Vestii i miei piccoletti e corsi a prepararmi il più in fretta possibile.  
-Mamma, sei bellissima!- ammise Michael appena mi notò, con  i palmi congiunti ai lati della bocca. Arrossii inevitabilmente. –Io e il papà siamo gelosi!- continuò, imbronciandosi e abbracciandomi. James ridacchiò e lo assecondò annuendo, mentre gli accarezzava la nuca.
-Pensa quando anche Amanda ed Elettra diventeranno belle come la mamma!- gli rinfacciò, ricevendo in risposta una mia gomitata e dei risolini dalle dirette interessate.
-Beh, dovremo tenere lontani tutti i maschietti da loro.- decise mio figlio, contento della sua stessa idea. Sospirai afflitta, pensando che le mie bimbe non avrebbero avuto vita facile con un padre ed un fratello tanto pessessivi.

 Dopo esserci immersi nel traffico sostenuto della Grande Mela, Elettra adocchiò un cagnolino sul bordo della strada.
-Papà, papà! Fermo! Prendiamolo!- urlò agitandosi sul seggiolino. Da un po’ di settimane ci stava facendo ammattire con questa sua voglia irrefrenabile ed era quasi riuscita a convincerci, solo che, alcuni giorni prima, una deliziosa palla di pelo aveva scambiato James per un pezzetto di terra dove potersi liberare dei suoi bisogni fisiologici e lui aveva saltellato schifato per cinque minuti buoni.
-Elettra, ho detto di no!- concluse perentorio, lanciandole un’occhiata ammonitrice dello specchietto retro-visore.
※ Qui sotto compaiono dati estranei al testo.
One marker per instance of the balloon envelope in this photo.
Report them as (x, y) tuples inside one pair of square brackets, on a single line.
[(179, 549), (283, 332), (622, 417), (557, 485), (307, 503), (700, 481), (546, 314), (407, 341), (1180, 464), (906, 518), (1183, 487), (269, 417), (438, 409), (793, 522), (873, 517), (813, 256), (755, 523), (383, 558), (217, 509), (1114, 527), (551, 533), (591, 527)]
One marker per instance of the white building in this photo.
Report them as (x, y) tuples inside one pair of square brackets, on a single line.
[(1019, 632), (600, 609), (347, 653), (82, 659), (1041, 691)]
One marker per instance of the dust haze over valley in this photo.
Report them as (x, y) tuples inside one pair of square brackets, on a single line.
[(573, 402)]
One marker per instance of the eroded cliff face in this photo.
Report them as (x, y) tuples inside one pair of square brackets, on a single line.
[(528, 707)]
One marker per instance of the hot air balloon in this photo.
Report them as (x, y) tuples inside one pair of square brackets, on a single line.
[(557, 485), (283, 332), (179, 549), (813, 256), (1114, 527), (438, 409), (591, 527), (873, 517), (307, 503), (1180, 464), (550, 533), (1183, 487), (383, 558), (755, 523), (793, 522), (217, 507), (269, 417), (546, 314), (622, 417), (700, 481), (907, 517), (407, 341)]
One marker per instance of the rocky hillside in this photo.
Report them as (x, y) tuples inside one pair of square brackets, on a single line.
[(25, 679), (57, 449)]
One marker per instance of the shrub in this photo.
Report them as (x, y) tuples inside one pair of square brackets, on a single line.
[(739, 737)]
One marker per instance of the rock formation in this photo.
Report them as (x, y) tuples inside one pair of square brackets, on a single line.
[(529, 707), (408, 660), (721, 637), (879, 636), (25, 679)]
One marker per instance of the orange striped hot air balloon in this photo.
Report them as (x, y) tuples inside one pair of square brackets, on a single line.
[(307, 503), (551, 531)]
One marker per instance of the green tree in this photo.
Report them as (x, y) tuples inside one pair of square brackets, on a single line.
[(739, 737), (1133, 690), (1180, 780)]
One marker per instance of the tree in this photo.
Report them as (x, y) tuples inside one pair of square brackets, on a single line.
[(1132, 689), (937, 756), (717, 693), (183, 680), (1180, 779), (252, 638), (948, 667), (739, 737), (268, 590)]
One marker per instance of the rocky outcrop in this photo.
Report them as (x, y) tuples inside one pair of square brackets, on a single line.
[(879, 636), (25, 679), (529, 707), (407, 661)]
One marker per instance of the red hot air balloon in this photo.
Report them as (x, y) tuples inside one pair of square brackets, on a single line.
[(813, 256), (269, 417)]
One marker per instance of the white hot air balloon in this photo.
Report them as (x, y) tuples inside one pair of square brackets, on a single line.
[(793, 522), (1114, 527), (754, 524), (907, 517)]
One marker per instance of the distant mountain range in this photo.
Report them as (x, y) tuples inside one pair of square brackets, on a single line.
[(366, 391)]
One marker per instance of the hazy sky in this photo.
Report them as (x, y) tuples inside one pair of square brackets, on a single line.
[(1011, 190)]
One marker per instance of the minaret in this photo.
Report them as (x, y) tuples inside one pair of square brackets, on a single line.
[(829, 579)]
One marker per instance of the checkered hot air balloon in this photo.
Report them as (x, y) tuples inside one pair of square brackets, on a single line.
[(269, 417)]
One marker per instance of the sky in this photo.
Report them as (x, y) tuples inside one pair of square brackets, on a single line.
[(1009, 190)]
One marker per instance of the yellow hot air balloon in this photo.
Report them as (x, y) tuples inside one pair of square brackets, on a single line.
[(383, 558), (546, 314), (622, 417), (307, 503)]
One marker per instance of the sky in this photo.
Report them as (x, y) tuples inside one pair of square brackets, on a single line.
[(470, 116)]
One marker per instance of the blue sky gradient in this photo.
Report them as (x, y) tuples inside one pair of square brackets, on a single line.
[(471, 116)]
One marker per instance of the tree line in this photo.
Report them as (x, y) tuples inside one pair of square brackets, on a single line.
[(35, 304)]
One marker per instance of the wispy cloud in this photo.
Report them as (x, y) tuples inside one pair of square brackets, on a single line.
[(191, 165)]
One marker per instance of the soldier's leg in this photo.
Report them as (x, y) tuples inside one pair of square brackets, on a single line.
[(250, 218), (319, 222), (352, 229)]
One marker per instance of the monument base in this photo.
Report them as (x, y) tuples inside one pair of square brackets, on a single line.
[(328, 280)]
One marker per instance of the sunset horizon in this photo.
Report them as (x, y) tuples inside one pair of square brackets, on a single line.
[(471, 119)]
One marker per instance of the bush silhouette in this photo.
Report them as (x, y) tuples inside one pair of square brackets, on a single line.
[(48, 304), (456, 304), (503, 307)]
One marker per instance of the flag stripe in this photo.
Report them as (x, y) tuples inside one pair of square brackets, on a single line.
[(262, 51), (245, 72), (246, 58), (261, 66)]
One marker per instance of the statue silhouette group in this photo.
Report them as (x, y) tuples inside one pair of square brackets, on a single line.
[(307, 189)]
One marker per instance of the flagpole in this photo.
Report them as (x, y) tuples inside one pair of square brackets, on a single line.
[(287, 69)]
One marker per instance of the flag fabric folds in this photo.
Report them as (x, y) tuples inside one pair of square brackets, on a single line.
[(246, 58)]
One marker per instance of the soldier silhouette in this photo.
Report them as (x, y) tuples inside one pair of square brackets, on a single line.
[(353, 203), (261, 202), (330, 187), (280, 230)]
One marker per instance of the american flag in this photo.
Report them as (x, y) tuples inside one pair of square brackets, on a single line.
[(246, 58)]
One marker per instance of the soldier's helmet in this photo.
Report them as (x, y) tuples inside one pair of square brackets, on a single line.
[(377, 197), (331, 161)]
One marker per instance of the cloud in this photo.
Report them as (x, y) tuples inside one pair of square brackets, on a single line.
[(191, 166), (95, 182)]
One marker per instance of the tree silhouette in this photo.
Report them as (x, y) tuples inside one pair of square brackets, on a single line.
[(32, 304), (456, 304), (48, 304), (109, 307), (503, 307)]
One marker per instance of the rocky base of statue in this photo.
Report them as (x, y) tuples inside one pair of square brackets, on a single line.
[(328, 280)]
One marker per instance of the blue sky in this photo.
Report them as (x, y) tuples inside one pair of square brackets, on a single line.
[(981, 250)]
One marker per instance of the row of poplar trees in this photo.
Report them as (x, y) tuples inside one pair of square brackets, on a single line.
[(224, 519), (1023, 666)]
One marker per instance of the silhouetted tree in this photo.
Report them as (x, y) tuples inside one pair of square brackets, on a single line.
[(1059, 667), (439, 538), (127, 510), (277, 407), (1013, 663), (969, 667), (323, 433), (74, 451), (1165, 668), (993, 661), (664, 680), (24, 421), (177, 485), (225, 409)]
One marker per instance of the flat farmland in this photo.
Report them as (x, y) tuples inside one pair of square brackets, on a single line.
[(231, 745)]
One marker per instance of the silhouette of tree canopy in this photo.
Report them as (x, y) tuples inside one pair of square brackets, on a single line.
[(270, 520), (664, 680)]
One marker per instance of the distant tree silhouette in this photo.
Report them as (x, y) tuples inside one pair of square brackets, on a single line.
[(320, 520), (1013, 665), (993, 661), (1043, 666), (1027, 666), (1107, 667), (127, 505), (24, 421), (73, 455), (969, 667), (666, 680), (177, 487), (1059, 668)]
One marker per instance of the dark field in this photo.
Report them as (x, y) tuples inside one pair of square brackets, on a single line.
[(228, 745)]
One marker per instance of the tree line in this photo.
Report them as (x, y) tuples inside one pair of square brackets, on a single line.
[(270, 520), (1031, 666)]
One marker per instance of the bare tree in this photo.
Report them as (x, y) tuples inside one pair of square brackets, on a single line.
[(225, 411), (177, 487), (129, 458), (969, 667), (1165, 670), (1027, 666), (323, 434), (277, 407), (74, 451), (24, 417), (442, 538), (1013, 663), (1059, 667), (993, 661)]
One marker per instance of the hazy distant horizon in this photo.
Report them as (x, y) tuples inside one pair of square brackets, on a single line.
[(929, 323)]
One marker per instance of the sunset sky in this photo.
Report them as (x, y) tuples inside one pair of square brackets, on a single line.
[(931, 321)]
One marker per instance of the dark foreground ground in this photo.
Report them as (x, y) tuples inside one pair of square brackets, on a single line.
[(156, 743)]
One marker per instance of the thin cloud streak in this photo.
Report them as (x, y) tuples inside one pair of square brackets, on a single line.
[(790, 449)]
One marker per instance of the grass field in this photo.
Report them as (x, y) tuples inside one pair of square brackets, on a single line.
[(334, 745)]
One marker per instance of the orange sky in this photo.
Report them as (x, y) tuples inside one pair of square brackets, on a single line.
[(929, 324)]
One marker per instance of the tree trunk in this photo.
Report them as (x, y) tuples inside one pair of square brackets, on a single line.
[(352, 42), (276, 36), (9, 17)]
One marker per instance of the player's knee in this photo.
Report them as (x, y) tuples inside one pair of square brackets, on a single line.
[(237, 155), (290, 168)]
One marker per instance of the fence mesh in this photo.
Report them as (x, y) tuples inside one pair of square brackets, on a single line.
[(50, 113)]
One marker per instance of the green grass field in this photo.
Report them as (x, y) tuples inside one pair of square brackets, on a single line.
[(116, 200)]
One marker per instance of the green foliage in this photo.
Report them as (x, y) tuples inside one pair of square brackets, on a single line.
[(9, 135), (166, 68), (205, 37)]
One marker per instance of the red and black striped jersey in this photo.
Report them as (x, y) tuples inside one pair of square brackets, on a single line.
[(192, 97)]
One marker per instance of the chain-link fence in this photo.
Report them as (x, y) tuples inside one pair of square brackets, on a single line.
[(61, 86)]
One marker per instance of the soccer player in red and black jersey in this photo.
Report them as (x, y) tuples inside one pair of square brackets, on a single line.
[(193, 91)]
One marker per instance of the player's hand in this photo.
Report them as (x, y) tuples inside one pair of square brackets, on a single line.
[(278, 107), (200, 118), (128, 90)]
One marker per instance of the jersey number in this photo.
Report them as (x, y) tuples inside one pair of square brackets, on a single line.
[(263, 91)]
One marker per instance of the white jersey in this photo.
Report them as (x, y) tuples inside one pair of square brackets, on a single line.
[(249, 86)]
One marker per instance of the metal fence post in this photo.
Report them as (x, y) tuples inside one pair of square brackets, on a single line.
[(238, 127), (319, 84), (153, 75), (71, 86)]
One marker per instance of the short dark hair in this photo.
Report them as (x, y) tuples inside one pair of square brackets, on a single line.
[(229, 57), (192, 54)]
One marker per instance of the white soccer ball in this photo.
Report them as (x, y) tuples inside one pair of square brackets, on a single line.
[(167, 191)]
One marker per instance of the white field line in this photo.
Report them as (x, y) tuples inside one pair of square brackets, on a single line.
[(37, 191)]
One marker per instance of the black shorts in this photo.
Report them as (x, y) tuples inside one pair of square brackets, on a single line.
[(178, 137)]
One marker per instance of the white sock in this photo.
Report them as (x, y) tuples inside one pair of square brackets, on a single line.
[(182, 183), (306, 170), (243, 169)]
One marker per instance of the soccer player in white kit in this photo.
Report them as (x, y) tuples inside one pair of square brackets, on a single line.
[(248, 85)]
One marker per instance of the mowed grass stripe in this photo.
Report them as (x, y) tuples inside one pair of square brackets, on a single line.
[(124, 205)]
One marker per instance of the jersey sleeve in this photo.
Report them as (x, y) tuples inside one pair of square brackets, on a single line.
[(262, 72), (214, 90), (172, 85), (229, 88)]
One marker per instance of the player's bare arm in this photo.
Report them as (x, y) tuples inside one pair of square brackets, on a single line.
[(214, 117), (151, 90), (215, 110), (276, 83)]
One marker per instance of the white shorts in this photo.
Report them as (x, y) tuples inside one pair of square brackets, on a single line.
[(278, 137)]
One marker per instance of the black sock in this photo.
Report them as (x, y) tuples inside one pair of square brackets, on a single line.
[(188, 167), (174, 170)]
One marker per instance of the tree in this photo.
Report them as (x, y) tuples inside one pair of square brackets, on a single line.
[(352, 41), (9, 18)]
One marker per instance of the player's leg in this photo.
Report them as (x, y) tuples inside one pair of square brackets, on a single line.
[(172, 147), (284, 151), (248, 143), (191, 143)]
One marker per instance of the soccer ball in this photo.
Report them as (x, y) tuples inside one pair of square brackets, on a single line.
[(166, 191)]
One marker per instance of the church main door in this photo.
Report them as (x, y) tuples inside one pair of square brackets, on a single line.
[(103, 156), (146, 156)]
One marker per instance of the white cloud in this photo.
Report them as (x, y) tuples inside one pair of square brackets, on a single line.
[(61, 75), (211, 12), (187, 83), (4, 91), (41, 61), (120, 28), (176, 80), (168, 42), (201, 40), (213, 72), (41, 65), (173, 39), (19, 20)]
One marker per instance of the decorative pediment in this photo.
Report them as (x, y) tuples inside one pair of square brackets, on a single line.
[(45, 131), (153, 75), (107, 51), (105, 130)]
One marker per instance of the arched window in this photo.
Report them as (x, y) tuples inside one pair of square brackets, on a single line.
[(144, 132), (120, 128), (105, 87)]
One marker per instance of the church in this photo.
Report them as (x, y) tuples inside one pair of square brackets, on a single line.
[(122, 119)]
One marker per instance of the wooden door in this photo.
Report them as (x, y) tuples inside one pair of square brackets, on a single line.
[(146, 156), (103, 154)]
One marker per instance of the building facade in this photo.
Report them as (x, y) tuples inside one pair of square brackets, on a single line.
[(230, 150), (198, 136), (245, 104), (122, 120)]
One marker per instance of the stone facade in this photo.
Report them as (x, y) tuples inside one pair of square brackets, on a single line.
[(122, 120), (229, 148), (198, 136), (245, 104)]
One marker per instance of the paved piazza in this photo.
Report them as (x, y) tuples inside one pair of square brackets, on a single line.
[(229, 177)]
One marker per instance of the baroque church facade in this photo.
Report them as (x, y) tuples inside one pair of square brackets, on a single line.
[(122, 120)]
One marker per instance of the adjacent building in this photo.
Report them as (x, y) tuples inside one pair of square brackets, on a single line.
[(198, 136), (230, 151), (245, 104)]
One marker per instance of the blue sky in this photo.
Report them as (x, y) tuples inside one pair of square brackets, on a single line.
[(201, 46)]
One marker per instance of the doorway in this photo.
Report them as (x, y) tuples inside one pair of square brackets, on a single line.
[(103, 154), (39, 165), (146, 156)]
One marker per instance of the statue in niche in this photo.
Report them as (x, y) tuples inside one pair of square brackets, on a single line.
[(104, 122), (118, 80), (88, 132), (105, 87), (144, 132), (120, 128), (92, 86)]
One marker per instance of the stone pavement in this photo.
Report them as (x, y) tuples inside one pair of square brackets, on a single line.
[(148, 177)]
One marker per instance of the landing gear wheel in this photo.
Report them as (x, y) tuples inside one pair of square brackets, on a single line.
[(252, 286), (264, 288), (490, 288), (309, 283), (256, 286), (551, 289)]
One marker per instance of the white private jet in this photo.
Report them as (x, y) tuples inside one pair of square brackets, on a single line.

Arrivammo a casa di Amber e Ryan in perfetto orario e fummo accolti dai nostri bellissimi nipoti. Travis aveva ormai raggiunto i 10 anni e i suoi capelli rossi erano cresciuti a dismisura, ciò nonostante per qualche strana ragione sembrava aver paura del parrucchiere, perché non voleva mai tagliarli ed erano acconciati perennemente come una zazzera arruffata. Immediatamente si chiuse in camera con mio figlio per combinare qualche marachella delle loro. Quei due avevano uno splendido rapporto che, ne ero sicura, sarebbe rimasto tale anche con il trascorrere del tempo. Amber e Ryan avevano dato alla luce anche due gemelli identici: David e Connor. La loro mamma era solita correre a destra e a manca per stargli dietro, dopotutto avevano ancora 6 anni.

Nel bel mezzo della cena, Kevin fece cadere dell’acqua. Tra le sue imprecazioni e i rimproveri di Lexy, sul suo viso si dipinse un sorrisetto da ragazzino. In quegli anni ne aveva combinate davvero di tutte i colori e avevo capito che non avrebbe mai abbandonato la sua aria da eterno Peter Pan. Al matrimonio di Andrew e Alice regalò alla neo-sposa un pacchetto rosso fuoco con un fiocchetto al centro della scatolina. Sussurrò qualcosa alla sua amica che corse immediatamente in bagno. Kevin prese un microfono ed iniziò a dettare le regole di un gioco. Acciuffò  una sedia, la posizionò al centro della sala in cui si stava svolgendo la cerimonia e fece accomodare mia sorella. Chiamò anche Drew e lo fece inginocchiare difronte alla moglie. Spiegò di averle regalato  una giarrettiera e che il suo compagno doveva toglierla, utilizzando solo i denti.
Appena l’uomo riuscì a sfilare il pezzetto di pizzo fino al piede di Alice, si sollevò inviperito e rincorse Kev per tutta la location, buttandolo in piscina.

Mi riscossi dai miei pensieri tornando al presente, grazie alla voce di Amanda che chiedeva dell’acqua. Travis, seppur arrossendo, le riempì il bicchiere. Avevamo  capito che era stracotto di lei. Le sue guance si tingevano del colore dell’amore in sua presenza, le stava sempre accanto e non le rivolgeva mai la parola. Ogni volta che rimanevano da soli, Michael li seguiva e li teneva sotto controllo.

Mi guardai attorno, godendomi il clima familiare che si era creato tra di noi dopo anni ed anni di conoscenza, e mi beai di quell’aria piacevole. Avevo trovato senza dubbio il mio posto nel mondo, ero soddisfatta della vita che conducevo e ringraziai il cielo per avermi spedita in America. Non avrei cambiato una sola virgola della mia storia, neanche il mio arrivo trafelato a New York quando, distrutta e delusa, ero alla ricerca di un nuovo inizio.

 
NOTE DELL’AUTRICE:
Con questo sguardo al futuro si conclude ufficialmente questa storia! Da una parte sono felicissima, ma dall’altra sono davvero triste. Non scriverò più di James e Sabrina e di tutti i loro amici.
Ringrazio di cuore chi ha seguito quest’avventura, chi ha recensito, chi mi ha spronato a continuare e chi ha semplicemente letto.
Spero di avervi resi felici almeno la metà di quanto lo sono io ora e mi auguro di rivedervi anche nelle mie prossime storie.